The governor and legislature barreled ahead with their tax and vehicle registration fee increase proposal for road repair with little compromise that would use more currently collected revenues for the roads. The plan offers some accountability language and a constitutional amendment to protect the new taxes from being spent on other than transportation needs. But where is the language to bring old revenue tied to transportation purposes under the same protective umbrella, which could reduce the size of the tax increase?
Not surprising business interests have different opinions on the proposal. Groups like the California Chamber of Commerce, which has been involved in negotiations with the governor and legislature over improving infrastructure to help boost the economy, came out in support. Meanwhile, the National Federation of Small Business/California argued that small businesses fear that increased costs associated with the gas tax boost will hurt small businesses and workers.
The Los Angeles County Business Federation expressed disappointment that the plan didn’t emphasize public-private partnerships to do some of the road work while at the same time acknowledging that some of its members would support the tax plan while others would find fault with it.

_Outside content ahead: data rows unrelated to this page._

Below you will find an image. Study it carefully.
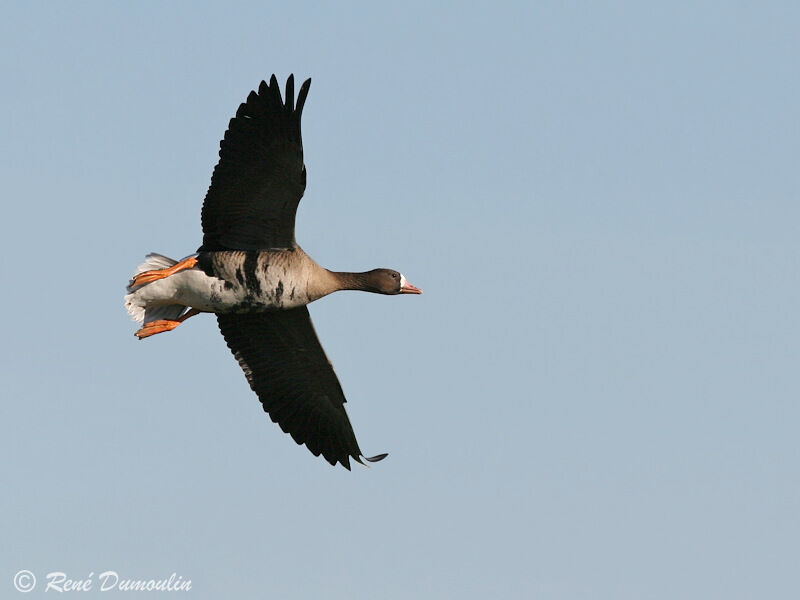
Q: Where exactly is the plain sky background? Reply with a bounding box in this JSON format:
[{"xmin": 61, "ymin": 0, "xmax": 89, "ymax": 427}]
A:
[{"xmin": 0, "ymin": 2, "xmax": 800, "ymax": 600}]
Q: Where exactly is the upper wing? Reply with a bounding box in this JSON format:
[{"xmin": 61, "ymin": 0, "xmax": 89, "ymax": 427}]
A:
[
  {"xmin": 217, "ymin": 306, "xmax": 386, "ymax": 469},
  {"xmin": 200, "ymin": 75, "xmax": 311, "ymax": 251}
]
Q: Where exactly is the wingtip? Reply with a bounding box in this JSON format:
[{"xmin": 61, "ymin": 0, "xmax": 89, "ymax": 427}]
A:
[{"xmin": 353, "ymin": 452, "xmax": 389, "ymax": 469}]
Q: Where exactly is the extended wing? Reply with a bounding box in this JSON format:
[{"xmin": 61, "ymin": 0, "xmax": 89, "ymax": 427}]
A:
[
  {"xmin": 200, "ymin": 75, "xmax": 311, "ymax": 251},
  {"xmin": 217, "ymin": 306, "xmax": 386, "ymax": 469}
]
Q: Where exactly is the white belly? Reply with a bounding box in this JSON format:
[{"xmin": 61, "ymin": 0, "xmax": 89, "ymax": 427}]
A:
[{"xmin": 136, "ymin": 269, "xmax": 312, "ymax": 313}]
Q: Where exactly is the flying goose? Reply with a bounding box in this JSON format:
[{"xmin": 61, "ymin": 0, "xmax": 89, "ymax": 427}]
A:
[{"xmin": 125, "ymin": 75, "xmax": 422, "ymax": 470}]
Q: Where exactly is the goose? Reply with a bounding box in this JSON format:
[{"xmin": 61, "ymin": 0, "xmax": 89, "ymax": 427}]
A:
[{"xmin": 125, "ymin": 75, "xmax": 422, "ymax": 470}]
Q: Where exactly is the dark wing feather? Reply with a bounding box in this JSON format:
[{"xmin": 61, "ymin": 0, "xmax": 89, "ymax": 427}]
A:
[
  {"xmin": 217, "ymin": 306, "xmax": 385, "ymax": 469},
  {"xmin": 200, "ymin": 75, "xmax": 311, "ymax": 251}
]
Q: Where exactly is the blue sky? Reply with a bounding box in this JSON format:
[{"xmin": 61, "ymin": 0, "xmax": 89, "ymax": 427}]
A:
[{"xmin": 0, "ymin": 2, "xmax": 800, "ymax": 600}]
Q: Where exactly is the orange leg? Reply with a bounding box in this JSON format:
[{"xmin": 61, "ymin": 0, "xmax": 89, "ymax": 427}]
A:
[
  {"xmin": 133, "ymin": 308, "xmax": 200, "ymax": 340},
  {"xmin": 132, "ymin": 256, "xmax": 197, "ymax": 286}
]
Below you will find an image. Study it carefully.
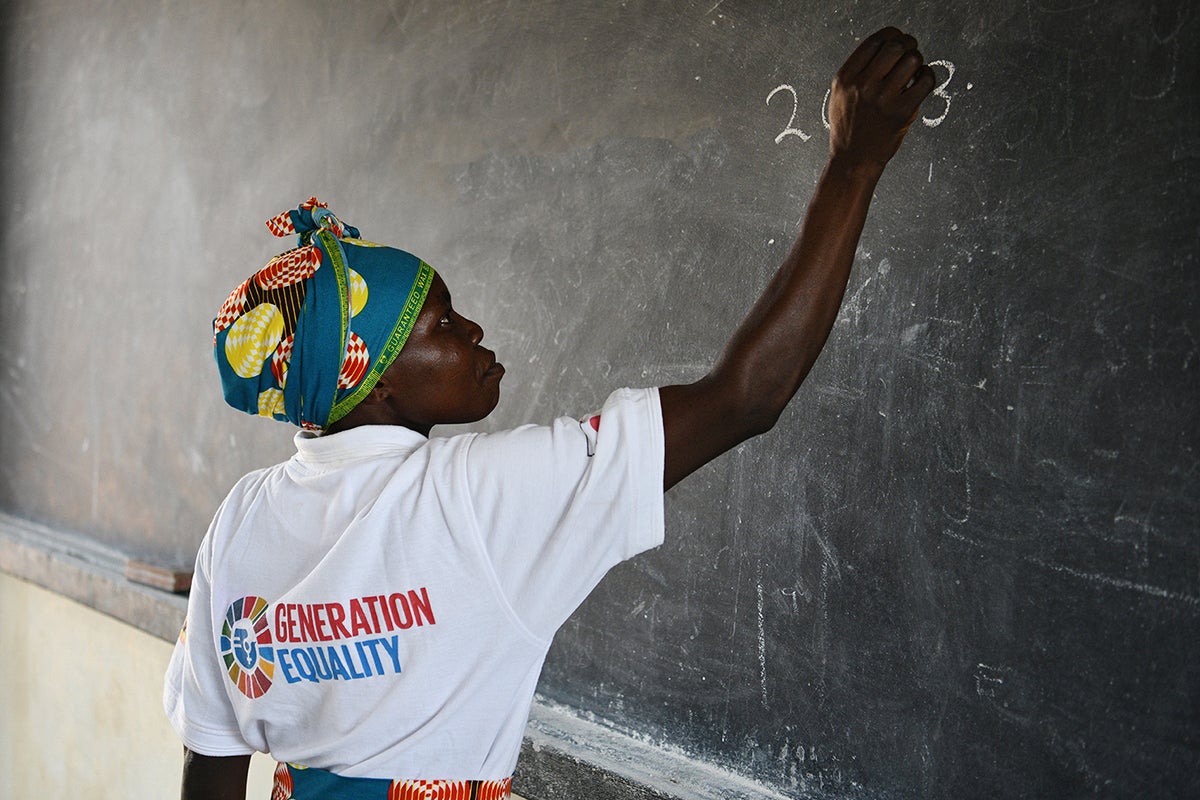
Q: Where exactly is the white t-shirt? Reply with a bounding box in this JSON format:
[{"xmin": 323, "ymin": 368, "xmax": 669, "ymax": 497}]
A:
[{"xmin": 163, "ymin": 389, "xmax": 664, "ymax": 780}]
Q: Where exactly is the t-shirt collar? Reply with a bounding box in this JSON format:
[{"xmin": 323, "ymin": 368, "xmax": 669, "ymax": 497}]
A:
[{"xmin": 294, "ymin": 425, "xmax": 428, "ymax": 464}]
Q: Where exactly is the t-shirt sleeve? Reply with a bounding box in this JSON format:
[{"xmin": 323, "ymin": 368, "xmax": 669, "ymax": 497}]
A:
[
  {"xmin": 464, "ymin": 389, "xmax": 664, "ymax": 639},
  {"xmin": 163, "ymin": 522, "xmax": 254, "ymax": 756}
]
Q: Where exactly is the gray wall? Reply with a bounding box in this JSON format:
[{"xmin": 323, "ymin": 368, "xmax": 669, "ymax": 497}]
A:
[{"xmin": 0, "ymin": 0, "xmax": 1200, "ymax": 798}]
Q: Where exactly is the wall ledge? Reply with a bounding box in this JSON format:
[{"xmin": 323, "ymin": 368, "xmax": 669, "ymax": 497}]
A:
[{"xmin": 0, "ymin": 512, "xmax": 799, "ymax": 800}]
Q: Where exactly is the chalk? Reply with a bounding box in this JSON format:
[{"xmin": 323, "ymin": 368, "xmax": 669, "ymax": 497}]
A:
[{"xmin": 125, "ymin": 559, "xmax": 192, "ymax": 593}]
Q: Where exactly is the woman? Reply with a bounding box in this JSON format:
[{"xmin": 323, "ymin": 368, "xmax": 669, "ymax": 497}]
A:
[{"xmin": 166, "ymin": 28, "xmax": 935, "ymax": 799}]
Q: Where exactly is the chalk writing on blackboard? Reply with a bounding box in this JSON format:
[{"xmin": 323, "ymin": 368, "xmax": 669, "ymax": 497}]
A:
[
  {"xmin": 767, "ymin": 59, "xmax": 971, "ymax": 144},
  {"xmin": 767, "ymin": 83, "xmax": 828, "ymax": 144},
  {"xmin": 920, "ymin": 60, "xmax": 954, "ymax": 128}
]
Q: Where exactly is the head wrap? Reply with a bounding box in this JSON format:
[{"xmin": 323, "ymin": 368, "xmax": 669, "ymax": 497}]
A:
[{"xmin": 212, "ymin": 197, "xmax": 433, "ymax": 429}]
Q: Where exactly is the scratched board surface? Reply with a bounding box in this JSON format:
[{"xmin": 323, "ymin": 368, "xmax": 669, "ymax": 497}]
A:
[{"xmin": 0, "ymin": 0, "xmax": 1200, "ymax": 798}]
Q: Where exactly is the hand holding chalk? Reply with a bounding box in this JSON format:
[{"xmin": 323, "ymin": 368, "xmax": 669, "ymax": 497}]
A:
[{"xmin": 829, "ymin": 28, "xmax": 936, "ymax": 170}]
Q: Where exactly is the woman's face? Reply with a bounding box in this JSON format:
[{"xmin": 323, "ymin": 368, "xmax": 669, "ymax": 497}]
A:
[{"xmin": 377, "ymin": 275, "xmax": 504, "ymax": 435}]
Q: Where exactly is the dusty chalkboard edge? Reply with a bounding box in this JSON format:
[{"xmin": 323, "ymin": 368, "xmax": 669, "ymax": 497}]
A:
[
  {"xmin": 0, "ymin": 512, "xmax": 794, "ymax": 800},
  {"xmin": 0, "ymin": 513, "xmax": 187, "ymax": 642}
]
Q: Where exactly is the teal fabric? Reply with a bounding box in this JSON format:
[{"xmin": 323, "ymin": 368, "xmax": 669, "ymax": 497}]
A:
[
  {"xmin": 212, "ymin": 198, "xmax": 433, "ymax": 429},
  {"xmin": 287, "ymin": 764, "xmax": 391, "ymax": 800}
]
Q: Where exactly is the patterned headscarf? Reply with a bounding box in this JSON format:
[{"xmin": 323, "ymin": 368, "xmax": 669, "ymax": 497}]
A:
[{"xmin": 212, "ymin": 197, "xmax": 433, "ymax": 429}]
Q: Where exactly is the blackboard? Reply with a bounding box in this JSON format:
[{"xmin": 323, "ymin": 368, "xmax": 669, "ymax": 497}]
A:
[{"xmin": 0, "ymin": 0, "xmax": 1200, "ymax": 798}]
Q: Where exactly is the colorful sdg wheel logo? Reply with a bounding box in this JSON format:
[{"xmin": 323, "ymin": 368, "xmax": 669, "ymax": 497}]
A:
[{"xmin": 221, "ymin": 596, "xmax": 275, "ymax": 699}]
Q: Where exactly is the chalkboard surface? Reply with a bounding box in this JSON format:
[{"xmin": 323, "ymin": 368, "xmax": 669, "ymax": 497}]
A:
[{"xmin": 0, "ymin": 0, "xmax": 1200, "ymax": 798}]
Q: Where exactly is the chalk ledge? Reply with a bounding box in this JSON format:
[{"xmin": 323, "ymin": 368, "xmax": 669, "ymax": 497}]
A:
[{"xmin": 0, "ymin": 512, "xmax": 787, "ymax": 800}]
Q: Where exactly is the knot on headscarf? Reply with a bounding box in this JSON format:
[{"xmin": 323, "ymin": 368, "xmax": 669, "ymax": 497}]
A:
[
  {"xmin": 266, "ymin": 197, "xmax": 359, "ymax": 245},
  {"xmin": 212, "ymin": 197, "xmax": 433, "ymax": 429}
]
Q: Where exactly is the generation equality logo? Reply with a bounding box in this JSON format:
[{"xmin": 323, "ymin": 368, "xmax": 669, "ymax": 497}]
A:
[{"xmin": 220, "ymin": 587, "xmax": 437, "ymax": 699}]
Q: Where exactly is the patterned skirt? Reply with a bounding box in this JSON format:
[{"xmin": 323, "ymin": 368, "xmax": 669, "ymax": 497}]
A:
[{"xmin": 271, "ymin": 763, "xmax": 512, "ymax": 800}]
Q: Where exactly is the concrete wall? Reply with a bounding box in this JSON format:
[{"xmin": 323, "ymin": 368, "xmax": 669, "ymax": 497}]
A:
[{"xmin": 0, "ymin": 572, "xmax": 274, "ymax": 800}]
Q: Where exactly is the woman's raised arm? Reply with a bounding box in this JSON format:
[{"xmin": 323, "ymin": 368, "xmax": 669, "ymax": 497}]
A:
[{"xmin": 660, "ymin": 28, "xmax": 935, "ymax": 489}]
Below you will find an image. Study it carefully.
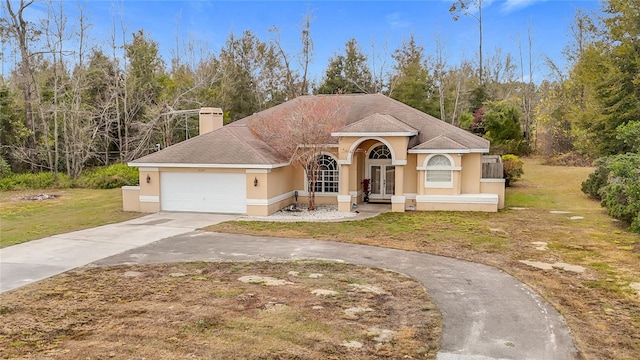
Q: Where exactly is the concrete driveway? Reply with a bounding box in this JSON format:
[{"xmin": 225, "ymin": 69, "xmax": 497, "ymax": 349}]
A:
[
  {"xmin": 0, "ymin": 213, "xmax": 238, "ymax": 293},
  {"xmin": 95, "ymin": 232, "xmax": 579, "ymax": 360}
]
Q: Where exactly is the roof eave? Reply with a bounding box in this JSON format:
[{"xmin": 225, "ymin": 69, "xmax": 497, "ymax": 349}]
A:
[
  {"xmin": 408, "ymin": 149, "xmax": 489, "ymax": 154},
  {"xmin": 127, "ymin": 162, "xmax": 291, "ymax": 169},
  {"xmin": 331, "ymin": 131, "xmax": 418, "ymax": 137}
]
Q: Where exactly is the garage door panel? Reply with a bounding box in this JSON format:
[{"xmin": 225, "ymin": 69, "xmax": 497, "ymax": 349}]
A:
[{"xmin": 160, "ymin": 172, "xmax": 247, "ymax": 214}]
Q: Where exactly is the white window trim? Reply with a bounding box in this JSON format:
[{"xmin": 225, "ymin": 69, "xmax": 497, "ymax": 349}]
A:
[
  {"xmin": 423, "ymin": 154, "xmax": 460, "ymax": 189},
  {"xmin": 303, "ymin": 151, "xmax": 342, "ymax": 196}
]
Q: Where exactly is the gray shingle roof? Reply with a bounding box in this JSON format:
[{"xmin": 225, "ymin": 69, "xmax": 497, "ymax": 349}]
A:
[
  {"xmin": 337, "ymin": 113, "xmax": 418, "ymax": 134},
  {"xmin": 411, "ymin": 135, "xmax": 466, "ymax": 150},
  {"xmin": 132, "ymin": 94, "xmax": 489, "ymax": 165}
]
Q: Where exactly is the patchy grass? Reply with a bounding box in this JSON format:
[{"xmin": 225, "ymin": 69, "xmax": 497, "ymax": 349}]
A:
[
  {"xmin": 0, "ymin": 189, "xmax": 142, "ymax": 247},
  {"xmin": 0, "ymin": 262, "xmax": 441, "ymax": 359},
  {"xmin": 209, "ymin": 159, "xmax": 640, "ymax": 359}
]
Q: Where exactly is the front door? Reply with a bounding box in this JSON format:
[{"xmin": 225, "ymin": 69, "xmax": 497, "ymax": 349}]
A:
[{"xmin": 369, "ymin": 164, "xmax": 396, "ymax": 200}]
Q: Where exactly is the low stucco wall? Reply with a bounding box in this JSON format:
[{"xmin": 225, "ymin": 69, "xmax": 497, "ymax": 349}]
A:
[
  {"xmin": 122, "ymin": 186, "xmax": 140, "ymax": 212},
  {"xmin": 480, "ymin": 179, "xmax": 505, "ymax": 209},
  {"xmin": 416, "ymin": 194, "xmax": 499, "ymax": 212},
  {"xmin": 416, "ymin": 202, "xmax": 498, "ymax": 212}
]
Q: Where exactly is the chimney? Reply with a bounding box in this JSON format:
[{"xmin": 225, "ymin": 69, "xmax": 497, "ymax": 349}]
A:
[{"xmin": 198, "ymin": 108, "xmax": 223, "ymax": 135}]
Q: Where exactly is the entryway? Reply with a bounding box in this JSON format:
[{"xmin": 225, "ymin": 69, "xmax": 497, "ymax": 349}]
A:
[
  {"xmin": 369, "ymin": 164, "xmax": 396, "ymax": 201},
  {"xmin": 366, "ymin": 144, "xmax": 396, "ymax": 202}
]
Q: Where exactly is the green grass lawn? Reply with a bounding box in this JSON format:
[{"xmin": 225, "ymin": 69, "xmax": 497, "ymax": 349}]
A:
[{"xmin": 0, "ymin": 189, "xmax": 142, "ymax": 247}]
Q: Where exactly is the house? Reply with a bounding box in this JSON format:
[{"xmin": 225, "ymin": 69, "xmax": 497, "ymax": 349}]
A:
[{"xmin": 123, "ymin": 94, "xmax": 505, "ymax": 216}]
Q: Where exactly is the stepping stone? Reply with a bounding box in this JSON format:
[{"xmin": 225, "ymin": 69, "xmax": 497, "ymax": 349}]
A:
[
  {"xmin": 531, "ymin": 241, "xmax": 549, "ymax": 251},
  {"xmin": 344, "ymin": 306, "xmax": 373, "ymax": 319},
  {"xmin": 367, "ymin": 327, "xmax": 396, "ymax": 343},
  {"xmin": 520, "ymin": 260, "xmax": 553, "ymax": 270},
  {"xmin": 340, "ymin": 340, "xmax": 362, "ymax": 349},
  {"xmin": 311, "ymin": 289, "xmax": 339, "ymax": 296},
  {"xmin": 351, "ymin": 284, "xmax": 388, "ymax": 295},
  {"xmin": 553, "ymin": 263, "xmax": 586, "ymax": 274},
  {"xmin": 238, "ymin": 275, "xmax": 293, "ymax": 286}
]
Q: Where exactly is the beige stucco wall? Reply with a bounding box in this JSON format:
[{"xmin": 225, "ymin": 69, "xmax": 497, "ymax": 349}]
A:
[
  {"xmin": 138, "ymin": 168, "xmax": 160, "ymax": 213},
  {"xmin": 460, "ymin": 154, "xmax": 482, "ymax": 194},
  {"xmin": 480, "ymin": 179, "xmax": 505, "ymax": 209},
  {"xmin": 416, "ymin": 202, "xmax": 497, "ymax": 212}
]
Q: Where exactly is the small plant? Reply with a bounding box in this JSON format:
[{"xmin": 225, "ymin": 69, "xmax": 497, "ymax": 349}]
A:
[
  {"xmin": 502, "ymin": 154, "xmax": 524, "ymax": 186},
  {"xmin": 362, "ymin": 179, "xmax": 371, "ymax": 203}
]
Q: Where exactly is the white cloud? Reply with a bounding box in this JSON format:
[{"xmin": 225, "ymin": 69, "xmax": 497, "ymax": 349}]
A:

CalChamber president Allan Zaremberg said in a release, “Our transportation infrastructure is critical to California’s economy. The California Chamber of Commerce supports new revenue to repair and maintain our roads and bridges and to reduce traffic congestion. Every day, California drivers spend too many hours in choking traffic on deteriorating roads, while businesses face increased costs and falling productivity from congested highways.”
Tom Scott of NFIB had a different view: “NFIB is firmly opposed to this package of transportation tax increases, which includes the highest gas tax increase in California history. While we can all agree there is a dire need to invest in our roads and infrastructure, Californians already pay billions in taxes every year to fund these repairs. Sacramento already has the money to fix our roads, but Governor Brown, Senate Pro Tem Kevin de Leon, and Speaker Anthony Rendon today announced they would rather raise new taxes on the backs of small businesses and working families.”
The battle is on for the votes. As of now the two-thirds majority needed to approve the tax doesn’t seem to be there, especially for the April 6 deadline set by the governor. However, the governor is determined to make this happen. If one Republican jumps aboard, Brown will claim bi-partisan support. However, Republican legislators oppose the plan pushing their own transportation funding measure, AB 496, authored by Assemblyman Vince Fong.
Brown and his colleagues tried to blunt Republican opposition by noting that the provisions of gas tax and road repair package were in line with President Ronald Reagan’s federal gas tax increase of 1982.
The tax increase proposal will have repercussions on other measures floating through the legislative process. Bills promoting tax increases are likely doomed if the $5.2 billion gas tax measure becomes law.